Made by students from the University of Pennsylvania, it can lift 40 pounds / 18.14 kilos

Dec 12, 2013 07:23 GMT  ·  By

The idea of a robotic exoskeleton that can help augment our own, natural capabilities is a constantly recurring one in fiction, so it's no surprise that there is always someone working on a real-life implementation. The latest comes from engineering students at the University of Pennsylvania.

Their project, called Titan Arm, is made for ordinary people who don't have any more strength in them than the average man.

It will let them lift things they would normally have too much trouble picking up, or holding up for extended periods. Useful for moving furniture when changing flats if nothing else.

In simple terms, it is a battery-powered arm brace attached to a backpack where the control hardware is located.

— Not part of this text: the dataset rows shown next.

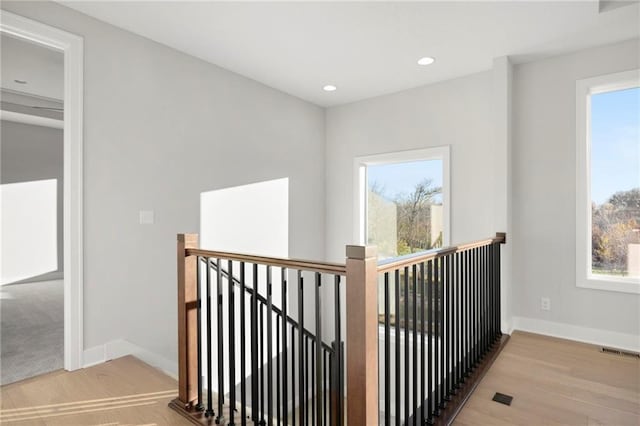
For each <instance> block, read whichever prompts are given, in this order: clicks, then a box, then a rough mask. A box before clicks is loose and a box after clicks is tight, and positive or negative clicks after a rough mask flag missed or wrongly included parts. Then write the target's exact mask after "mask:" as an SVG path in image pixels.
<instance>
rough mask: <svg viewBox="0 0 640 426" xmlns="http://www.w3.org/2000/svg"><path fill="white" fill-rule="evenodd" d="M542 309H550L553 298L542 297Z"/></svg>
mask: <svg viewBox="0 0 640 426" xmlns="http://www.w3.org/2000/svg"><path fill="white" fill-rule="evenodd" d="M540 309H542V310H543V311H550V310H551V299H549V298H548V297H542V298H540Z"/></svg>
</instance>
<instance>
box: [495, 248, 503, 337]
mask: <svg viewBox="0 0 640 426" xmlns="http://www.w3.org/2000/svg"><path fill="white" fill-rule="evenodd" d="M500 266H501V263H500V246H499V245H497V244H496V268H497V272H496V289H497V291H498V309H497V315H498V338H500V337H502V317H501V316H500V313H501V312H502V306H501V305H502V299H501V294H502V288H501V285H502V276H501V271H500Z"/></svg>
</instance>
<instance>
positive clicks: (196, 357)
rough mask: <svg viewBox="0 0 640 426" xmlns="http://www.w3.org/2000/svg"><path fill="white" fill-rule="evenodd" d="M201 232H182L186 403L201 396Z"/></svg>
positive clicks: (179, 318) (180, 380) (180, 396)
mask: <svg viewBox="0 0 640 426" xmlns="http://www.w3.org/2000/svg"><path fill="white" fill-rule="evenodd" d="M189 248H198V234H178V400H179V401H180V403H181V404H184V406H185V407H187V406H189V405H191V404H192V402H193V401H195V400H196V399H198V352H197V347H198V340H197V339H198V324H197V319H198V317H197V314H198V312H197V303H198V296H197V291H198V289H197V286H198V281H197V279H198V278H197V273H198V272H197V268H198V265H197V261H198V260H197V256H187V252H186V249H189Z"/></svg>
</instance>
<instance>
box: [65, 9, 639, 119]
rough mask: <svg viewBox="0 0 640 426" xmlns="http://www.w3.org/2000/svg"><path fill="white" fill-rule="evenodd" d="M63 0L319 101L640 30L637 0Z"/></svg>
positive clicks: (376, 95)
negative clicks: (611, 4) (606, 7)
mask: <svg viewBox="0 0 640 426" xmlns="http://www.w3.org/2000/svg"><path fill="white" fill-rule="evenodd" d="M606 1H610V0H606ZM61 3H63V4H65V5H67V6H69V7H71V8H73V9H76V10H78V11H81V12H83V13H86V14H88V15H91V16H93V17H95V18H98V19H101V20H103V21H106V22H109V23H111V24H113V25H116V26H119V27H121V28H124V29H127V30H129V31H132V32H134V33H137V34H139V35H142V36H144V37H148V38H150V39H152V40H156V41H158V42H160V43H163V44H165V45H168V46H171V47H173V48H175V49H178V50H181V51H183V52H186V53H188V54H191V55H193V56H196V57H199V58H202V59H204V60H206V61H208V62H211V63H214V64H216V65H219V66H221V67H223V68H226V69H229V70H231V71H234V72H236V73H238V74H241V75H244V76H246V77H249V78H252V79H254V80H257V81H260V82H262V83H264V84H266V85H269V86H271V87H274V88H276V89H279V90H282V91H284V92H287V93H290V94H292V95H295V96H298V97H300V98H302V99H306V100H308V101H311V102H313V103H316V104H318V105H322V106H330V105H337V104H342V103H347V102H353V101H357V100H360V99H364V98H369V97H374V96H378V95H381V94H386V93H391V92H396V91H400V90H403V89H408V88H411V87H415V86H420V85H424V84H428V83H433V82H436V81H440V80H446V79H451V78H455V77H457V76H462V75H466V74H470V73H474V72H479V71H482V70H487V69H490V68H491V65H492V60H493V58H495V57H499V56H504V55H509V56H512V57H513V59H514V61H516V62H523V61H529V60H533V59H536V58H540V57H545V56H549V55H555V54H559V53H563V52H567V51H572V50H577V49H582V48H586V47H591V46H596V45H602V44H607V43H612V42H616V41H622V40H627V39H630V38H636V37H638V36H639V35H640V30H639V22H640V9H639V7H638V4H637V3H636V4H632V5H629V6H625V7H619V8H613V9H612V8H604V10H606V11H604V12H602V13H600V12H599V9H600V7H599V6H601V5H600V4H599V2H598V1H597V0H589V1H556V2H541V1H533V2H515V1H512V2H493V1H492V2H477V1H471V2H394V1H391V2H322V1H321V2H264V1H263V2H165V1H141V2H140V1H139V2H129V1H126V2H113V1H111V2H105V1H90V2H78V1H65V0H62V1H61ZM609 9H612V10H609ZM422 56H433V57H435V58H436V63H435V64H434V65H430V66H427V67H420V66H418V65H417V64H416V61H417V60H418V59H419V58H420V57H422ZM325 84H334V85H336V86H337V87H338V90H337V91H335V92H332V93H327V92H324V91H323V90H322V87H323V86H324V85H325Z"/></svg>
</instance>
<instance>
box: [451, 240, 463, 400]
mask: <svg viewBox="0 0 640 426" xmlns="http://www.w3.org/2000/svg"><path fill="white" fill-rule="evenodd" d="M454 257H455V288H456V295H455V302H454V310H455V324H454V326H453V329H454V330H455V333H456V339H455V341H456V347H455V359H456V366H455V389H460V379H461V377H460V362H461V359H460V342H461V337H462V328H461V323H460V311H461V310H462V297H461V287H460V278H461V277H460V253H458V252H456V253H455V255H454Z"/></svg>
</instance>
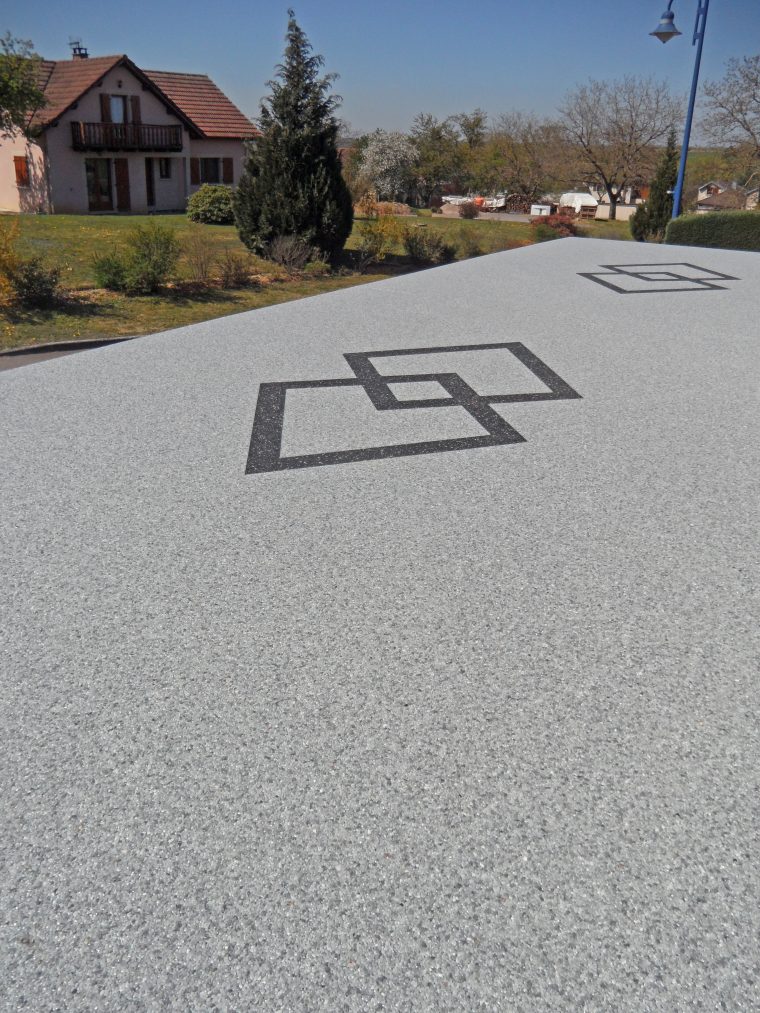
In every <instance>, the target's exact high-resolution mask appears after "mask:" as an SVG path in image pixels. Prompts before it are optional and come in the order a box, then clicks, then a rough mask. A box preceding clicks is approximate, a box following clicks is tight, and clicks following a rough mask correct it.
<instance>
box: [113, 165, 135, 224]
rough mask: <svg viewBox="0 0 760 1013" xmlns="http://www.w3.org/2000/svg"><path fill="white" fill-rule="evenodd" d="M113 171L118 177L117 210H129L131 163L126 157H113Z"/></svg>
mask: <svg viewBox="0 0 760 1013" xmlns="http://www.w3.org/2000/svg"><path fill="white" fill-rule="evenodd" d="M113 172H115V175H116V177H117V211H129V210H130V208H131V207H132V202H131V201H130V163H129V162H128V161H127V159H126V158H115V159H113Z"/></svg>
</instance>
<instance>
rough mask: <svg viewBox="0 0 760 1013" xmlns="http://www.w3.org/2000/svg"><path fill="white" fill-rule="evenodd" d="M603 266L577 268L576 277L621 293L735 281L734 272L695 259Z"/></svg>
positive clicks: (682, 290) (701, 288)
mask: <svg viewBox="0 0 760 1013" xmlns="http://www.w3.org/2000/svg"><path fill="white" fill-rule="evenodd" d="M599 266H600V267H601V268H602V269H601V270H596V271H583V270H582V271H579V277H581V278H588V279H589V280H590V281H592V282H596V283H597V285H603V286H604V287H605V288H606V289H611V290H612V291H613V292H616V293H618V294H619V295H621V296H632V295H639V294H642V293H649V294H650V295H652V294H653V293H656V292H709V291H715V290H716V289H727V288H728V286H727V285H718V284H717V283H718V282H738V281H739V279H738V278H734V276H733V275H724V274H723V272H721V271H719V270H713V269H712V268H710V267H699V266H698V265H697V264H694V263H686V262H673V263H602V264H600V265H599Z"/></svg>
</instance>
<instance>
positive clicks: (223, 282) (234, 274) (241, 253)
mask: <svg viewBox="0 0 760 1013" xmlns="http://www.w3.org/2000/svg"><path fill="white" fill-rule="evenodd" d="M248 256H249V255H248V254H247V253H245V254H243V253H236V252H235V251H234V250H225V251H224V253H223V254H222V255H221V257H220V258H219V280H220V282H221V283H222V288H223V289H241V288H242V287H243V286H244V285H249V284H250V263H249V260H248Z"/></svg>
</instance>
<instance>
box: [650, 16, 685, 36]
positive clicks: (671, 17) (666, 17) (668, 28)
mask: <svg viewBox="0 0 760 1013" xmlns="http://www.w3.org/2000/svg"><path fill="white" fill-rule="evenodd" d="M674 18H675V15H674V13H673V11H672V10H666V11H665V13H664V14H663V16H662V17H661V18H660V24H658V26H657V28H655V30H654V31H651V32H650V34H651V35H654V36H655V38H659V40H660V42H661V43H667V42H668V40H669V38H675V37H676V35H680V34H681V32H680V31H679V30H678V28H677V27H676V26H675V24H674V23H673V22H674Z"/></svg>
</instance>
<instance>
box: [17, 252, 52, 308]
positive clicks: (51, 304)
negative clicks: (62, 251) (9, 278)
mask: <svg viewBox="0 0 760 1013" xmlns="http://www.w3.org/2000/svg"><path fill="white" fill-rule="evenodd" d="M60 278H61V270H60V268H59V267H47V266H46V265H45V262H44V261H43V258H42V257H39V256H32V257H29V259H28V260H21V261H20V262H19V263H18V265H17V266H16V267H15V269H14V270H13V272H12V275H11V279H10V280H11V285H12V286H13V291H14V293H15V296H16V299H17V300H18V301H19V302H20V303H21V304H22V305H23V306H52V305H53V303H54V302H55V301H56V296H57V295H58V283H59V280H60Z"/></svg>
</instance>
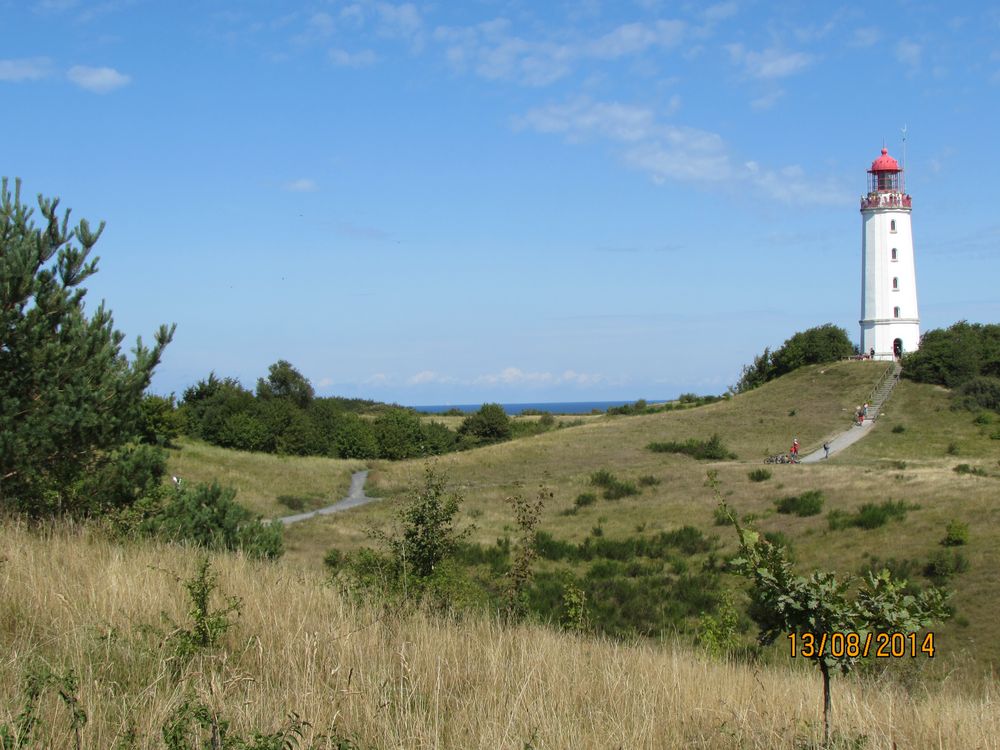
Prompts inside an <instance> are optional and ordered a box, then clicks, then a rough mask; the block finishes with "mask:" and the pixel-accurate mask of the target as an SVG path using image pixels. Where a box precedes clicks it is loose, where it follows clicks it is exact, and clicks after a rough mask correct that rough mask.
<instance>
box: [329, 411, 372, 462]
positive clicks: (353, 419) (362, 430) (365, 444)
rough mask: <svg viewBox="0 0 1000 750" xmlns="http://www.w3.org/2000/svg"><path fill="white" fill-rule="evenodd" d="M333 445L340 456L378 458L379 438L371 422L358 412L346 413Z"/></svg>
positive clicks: (337, 454)
mask: <svg viewBox="0 0 1000 750" xmlns="http://www.w3.org/2000/svg"><path fill="white" fill-rule="evenodd" d="M333 446H334V450H335V451H336V454H337V455H338V456H339V457H340V458H362V459H368V458H378V450H379V449H378V440H376V439H375V431H374V429H373V428H372V425H371V423H370V422H368V421H367V420H365V419H362V418H361V417H359V416H358V415H357V414H345V415H343V417H341V419H340V421H339V422H338V424H337V429H336V431H335V432H334V435H333Z"/></svg>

From an objective point of view, the extra weight that the Titan Arm lets you lift, 40 pounds / 18.14 kilos, isn't all that massive. A moderately fit man is capable of that and more.

Nevertheless, that is still the extra weight allowed, so your physical prowess will increase no matter how strong you already are.

Besides, it's not like a single arm would be able to let you lift mountains even if it did have the necessary strength, because the rest of your skeleton and muscle structure wouldn't withstand it.

What's more, the students were inspired by "wearable robots" that allow disabled people full or partial mobility again.

"When we started talking to physical therapists and prospective users, or people who have gone through these types of injuries, we just kept on getting more and more motivated," said team member Nick Parrotta, now in graduate school at the university.

Maybe the engineering students will move on to a full exoskeleton though, seeing as how the Titan Arm earned them $75,000 / €54,380 in prize money.

"They built something that people can relate to," said Robert Carpick, chairman of Penn's mechanical engineering department.

"And of course it appeals clearly to what we've all seen in so many science-fiction movies of superhuman strength being endowed by an exoskeleton."